Located at the heart of Flanders, in northern Belgium, Mechelen (85.655 inhabitants) is a city with a rich past and a prosperous urban life. Gathering the echoes of European’s Northern Renaissance and Belgian industrial revolution, the city counts with numerous industries and cultural facilities. Indeed, surrounding economic activities have led people from more than a hundred nationalities to settle down in the city over the last decades; something which has transformed the city deeply, for good. Mechelen brings today to the world a positive message on how can cities manage migrations succesfully, reinforcing social cohesion in a way that no one is left behind. As a champion of Mechelen’s call, Mayor Sommers argues how given their experience at the forefront of citizens’ daily life, local governments must be counted as key actors in regards to migration. The Committee interviewed him in order to know more about his views and experience on the subject.

Source photo: Paul Van Welden (wikiportret.nl)

Interview with the Mayor of Mechelen, Bart Somers

Q1: Why did you decide to host the Global Conference "Cities and Migration"?

Our city is very proud to invite other local governments because we are proud of the city we are. We embrace diversity and believe this isn’t something bad, but the "new normal". Our city is formed by up to 138 different nationalities, and yet we believe each of them feel they belong to the same community.
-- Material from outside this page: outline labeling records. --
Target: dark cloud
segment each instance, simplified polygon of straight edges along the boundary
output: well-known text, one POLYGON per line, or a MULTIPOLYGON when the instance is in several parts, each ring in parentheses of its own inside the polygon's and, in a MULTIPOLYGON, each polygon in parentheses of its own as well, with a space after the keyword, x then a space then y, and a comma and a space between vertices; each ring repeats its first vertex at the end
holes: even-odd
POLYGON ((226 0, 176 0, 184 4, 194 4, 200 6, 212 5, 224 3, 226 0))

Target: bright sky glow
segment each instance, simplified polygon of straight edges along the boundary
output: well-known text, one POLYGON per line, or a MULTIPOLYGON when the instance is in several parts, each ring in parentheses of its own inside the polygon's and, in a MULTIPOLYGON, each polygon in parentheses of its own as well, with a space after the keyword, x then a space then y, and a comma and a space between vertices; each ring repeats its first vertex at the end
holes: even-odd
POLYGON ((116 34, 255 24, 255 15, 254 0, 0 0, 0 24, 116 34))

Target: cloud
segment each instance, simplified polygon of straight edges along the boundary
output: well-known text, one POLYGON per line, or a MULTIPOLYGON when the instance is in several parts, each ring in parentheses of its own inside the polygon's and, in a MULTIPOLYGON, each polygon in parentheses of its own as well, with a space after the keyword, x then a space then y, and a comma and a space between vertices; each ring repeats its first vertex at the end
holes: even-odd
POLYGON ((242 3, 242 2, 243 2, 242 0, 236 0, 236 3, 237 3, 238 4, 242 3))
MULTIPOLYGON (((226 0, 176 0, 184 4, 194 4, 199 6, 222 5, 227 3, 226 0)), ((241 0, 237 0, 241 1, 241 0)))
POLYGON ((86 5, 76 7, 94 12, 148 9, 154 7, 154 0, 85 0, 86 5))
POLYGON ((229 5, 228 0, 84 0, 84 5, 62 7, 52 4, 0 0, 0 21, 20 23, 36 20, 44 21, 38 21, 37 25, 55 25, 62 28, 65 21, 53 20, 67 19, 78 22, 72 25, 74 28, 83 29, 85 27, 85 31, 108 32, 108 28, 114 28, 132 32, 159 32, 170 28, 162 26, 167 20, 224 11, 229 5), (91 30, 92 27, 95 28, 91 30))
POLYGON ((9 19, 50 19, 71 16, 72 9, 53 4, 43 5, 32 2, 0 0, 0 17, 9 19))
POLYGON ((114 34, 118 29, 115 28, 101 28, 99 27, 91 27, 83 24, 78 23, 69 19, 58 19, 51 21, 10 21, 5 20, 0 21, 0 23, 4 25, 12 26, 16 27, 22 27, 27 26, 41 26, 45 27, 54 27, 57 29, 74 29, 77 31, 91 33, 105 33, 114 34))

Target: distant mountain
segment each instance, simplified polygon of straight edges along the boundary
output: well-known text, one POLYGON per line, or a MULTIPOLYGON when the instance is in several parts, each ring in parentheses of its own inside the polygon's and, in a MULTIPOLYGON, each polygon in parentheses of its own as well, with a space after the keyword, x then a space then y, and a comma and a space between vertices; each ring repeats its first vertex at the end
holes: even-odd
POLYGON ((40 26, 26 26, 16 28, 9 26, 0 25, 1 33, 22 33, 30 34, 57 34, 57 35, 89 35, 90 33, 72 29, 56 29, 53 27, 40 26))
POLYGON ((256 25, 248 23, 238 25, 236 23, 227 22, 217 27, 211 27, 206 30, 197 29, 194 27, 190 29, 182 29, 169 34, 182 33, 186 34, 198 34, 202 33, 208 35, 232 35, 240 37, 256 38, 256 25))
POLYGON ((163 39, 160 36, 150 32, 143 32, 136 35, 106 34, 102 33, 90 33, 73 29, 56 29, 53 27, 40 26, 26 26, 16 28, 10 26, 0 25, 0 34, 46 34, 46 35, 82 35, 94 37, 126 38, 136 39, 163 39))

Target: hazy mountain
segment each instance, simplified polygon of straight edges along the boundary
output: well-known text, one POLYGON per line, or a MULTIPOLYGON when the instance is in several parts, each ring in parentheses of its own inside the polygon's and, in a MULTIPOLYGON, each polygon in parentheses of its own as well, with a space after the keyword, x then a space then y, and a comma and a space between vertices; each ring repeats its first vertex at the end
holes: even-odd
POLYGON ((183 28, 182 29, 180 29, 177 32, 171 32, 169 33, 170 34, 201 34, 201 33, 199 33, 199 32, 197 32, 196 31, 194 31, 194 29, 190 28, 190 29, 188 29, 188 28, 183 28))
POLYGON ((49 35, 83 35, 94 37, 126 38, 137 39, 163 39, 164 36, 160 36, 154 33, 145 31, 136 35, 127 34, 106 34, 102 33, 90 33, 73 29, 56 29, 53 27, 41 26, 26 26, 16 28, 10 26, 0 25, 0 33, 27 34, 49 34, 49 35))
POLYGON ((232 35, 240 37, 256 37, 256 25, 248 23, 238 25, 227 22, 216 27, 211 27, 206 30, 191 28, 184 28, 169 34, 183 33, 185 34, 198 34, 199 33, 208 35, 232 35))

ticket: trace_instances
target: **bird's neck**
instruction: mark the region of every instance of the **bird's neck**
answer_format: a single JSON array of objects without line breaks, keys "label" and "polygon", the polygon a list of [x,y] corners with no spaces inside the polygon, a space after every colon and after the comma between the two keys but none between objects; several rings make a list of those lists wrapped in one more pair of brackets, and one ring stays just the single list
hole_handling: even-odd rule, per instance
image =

The process of integration involves all stakeholders; all of them must take part in the process of this new reality posed by diversity. In spite of this complexity, Mechelen is rather successful, so we want to show it to the world, especially in a time of populism and negative messages around migration. We believe there is a need for positive examples. As a small city, we can give hope in a troubled time. We want to show the world that living together can be a successful and positive reality, and the more that we work on that path we see that it’s true.

If you have a city that embraces diversity, people become richer, more open and learn from each other. And you become stronger in a globalized world, having much more possibilities to be successful.

Q2: How do you work with migrants and diversity at a concrete level?

I would first like to make a difference between newcomers and people with migrant background. To newcomers, we are focused on embracing them as new citizens. When a newcomer arrives, he or she is appointed with a “buddy”, a person that has been established in Mechelen for long and knows the city. The newcomer and the buddy are together for six months, so he or she can learn the language, discover the city, meet with local people and have a link beyond your background (nationality, language…).

In the beginning, we also had people who were a little bit reluctant to migrants. They used to say “they have to adapt to us, not the other way around”. But after a while, the truth is they all start talking to each other about human things, they ask “how do you feel?” so the newcomer talks about his or her family or the home that he or she misses, and so they become friends and family. That’s some of the things we do.

With people born here from migrant background, what we try to do is to prevent segregation. I want schools where people from different backgrounds can sit together and have the same opportunities. That is why we try to establish contact with families and school managers to promote diversity. It cannot be good that the reality of a young boy in school is not the reflection of what his or her country will be in a close future. We need more diverse environments in order to stimulate the discussion around our sense of community; around who we are. I believe in a city embracing diversity and living together with all its people and backgrounds.

Q3: So this is the way for you to fight xenophobia, assuming these principles of diversity and claiming them as core values of the city management?

Sure. We fight against xenophobia and populism. Populist say they defend western values and I try to explain they don’t; they are actually destroying them. I believe one of the most meaningful things our societies can offer to people is the idea “do your best work hard and you’ll get a better life”. Instead, xenophobia means to destroy social mobility and freedom. If generation after generation, socials groups can’t climb up the ladder, because of irrational negativity, our society isn’t fit anymore. If you really believe in our Western values, what you have to do is fight against discrimination and racism.

The second thing you have to do is to stand for change. Some people say “ok Mayor, diversity is fine, but we will not change anything in the way we live”. I believe they don’t understand the basics of our society: our communities are built on freedom, dialogue… our society changes all the time, so if migrants come, for sure they will change our society! It’s a good thing, because it will not change our values but change society because of our values.

Q4: What would be your recommendation for the Global Compact on migrations?

National institutions and international organizations must understand that those who are at the frontline of migration policy and have positive attitudes towards migrations are especially cities. So we call for a global compact that supports cities and that gives them the instruments to do their work. We also call to enshrine the idea that everyone is unique and has multiple identities. If we must explore how to build new communities based on multiple identities, I believe cities are the most suitable place to do such. National governments and international organizations must put cities at the center of migration policies.